Larger scale clinical trials are needed to clarify the best approach to cannabinoid therapy in obstructive sleep apnea, the authors said.
UIC has licensed intellectual property related to the experimental drug treatment used in the study to the pharmaceutical company RespireRx.
Researchers have attempted to identify drugs to treat sleep apnea for nearly 35 years, but to no avail, Carley said.
Carley developed the idea that dronabinol might be useful in treating sleep apnea more than 15 years ago. He and colleagues tested the concept in an animal model of apnea, publishing their findings in the journal SLEEP in 2002 and launched a subsequent pilot study in humans in 2007. Those encouraging findings from the small-scale pilot study formed the basis for this multi-center clinical trial led by Carley and Zee.
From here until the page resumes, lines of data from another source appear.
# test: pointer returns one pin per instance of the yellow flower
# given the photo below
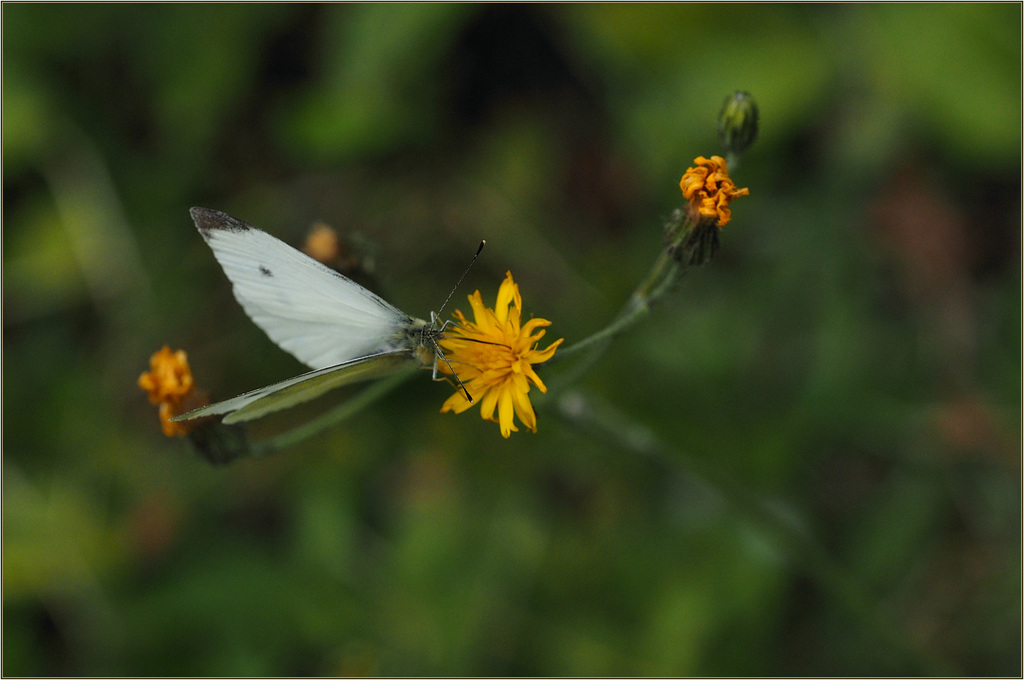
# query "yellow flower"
(710, 189)
(169, 383)
(494, 355)
(323, 244)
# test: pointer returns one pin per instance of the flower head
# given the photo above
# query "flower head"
(169, 383)
(737, 123)
(494, 355)
(710, 189)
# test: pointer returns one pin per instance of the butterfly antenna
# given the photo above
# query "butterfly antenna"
(455, 375)
(456, 287)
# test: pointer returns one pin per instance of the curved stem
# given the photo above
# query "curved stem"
(659, 280)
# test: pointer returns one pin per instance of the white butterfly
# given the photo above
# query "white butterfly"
(341, 330)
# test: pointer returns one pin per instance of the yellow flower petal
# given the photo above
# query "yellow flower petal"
(710, 189)
(494, 356)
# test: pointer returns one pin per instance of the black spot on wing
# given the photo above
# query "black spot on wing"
(210, 220)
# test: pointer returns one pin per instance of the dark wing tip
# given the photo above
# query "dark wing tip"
(210, 220)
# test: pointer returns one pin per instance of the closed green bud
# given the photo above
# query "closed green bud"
(737, 124)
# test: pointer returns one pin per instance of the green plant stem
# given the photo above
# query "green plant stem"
(659, 280)
(346, 410)
(605, 422)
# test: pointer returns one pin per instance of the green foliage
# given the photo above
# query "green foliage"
(804, 462)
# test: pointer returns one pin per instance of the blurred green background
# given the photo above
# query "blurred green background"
(806, 461)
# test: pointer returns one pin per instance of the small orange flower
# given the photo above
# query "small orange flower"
(169, 383)
(323, 244)
(494, 355)
(710, 189)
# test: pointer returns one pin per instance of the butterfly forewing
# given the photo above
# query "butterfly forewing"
(305, 307)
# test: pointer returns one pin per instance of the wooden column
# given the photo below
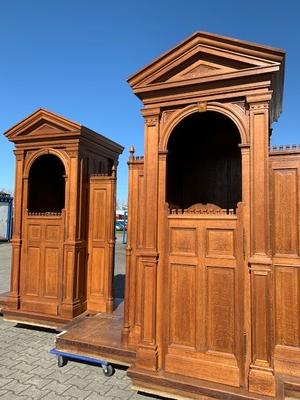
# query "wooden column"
(162, 267)
(71, 260)
(261, 375)
(14, 295)
(128, 276)
(147, 356)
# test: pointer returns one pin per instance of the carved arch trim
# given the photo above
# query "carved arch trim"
(61, 155)
(229, 110)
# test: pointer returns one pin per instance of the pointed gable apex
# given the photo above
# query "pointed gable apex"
(206, 56)
(42, 123)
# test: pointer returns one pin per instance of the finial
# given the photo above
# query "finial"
(131, 151)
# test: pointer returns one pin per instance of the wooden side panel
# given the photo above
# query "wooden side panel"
(32, 273)
(285, 198)
(204, 321)
(285, 206)
(41, 268)
(220, 310)
(101, 243)
(287, 305)
(183, 304)
(51, 272)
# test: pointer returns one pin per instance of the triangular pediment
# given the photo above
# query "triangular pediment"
(42, 124)
(205, 57)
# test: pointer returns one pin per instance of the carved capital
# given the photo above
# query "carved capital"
(19, 154)
(202, 106)
(259, 102)
(151, 116)
(73, 153)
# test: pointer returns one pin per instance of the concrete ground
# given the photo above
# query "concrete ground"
(27, 371)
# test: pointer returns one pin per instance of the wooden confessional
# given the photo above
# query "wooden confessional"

“By providing a path toward the first viable obstructive sleep apnea drug, our studies could have a major impact on clinical practice,” he said.
Coauthors on the study include Bharati Prasad, Boris Vern, Hui Xie, and Chengbo Yuan, all of UIC; and Kathryn Jean Reid, Dr. Roneil Malkani, Dr. Hrayr Attarian and Dr. Sabra Abbott, all of Northwestern.
The research was supported by grant from the UM1-HL112856 of the National Institutes of Health.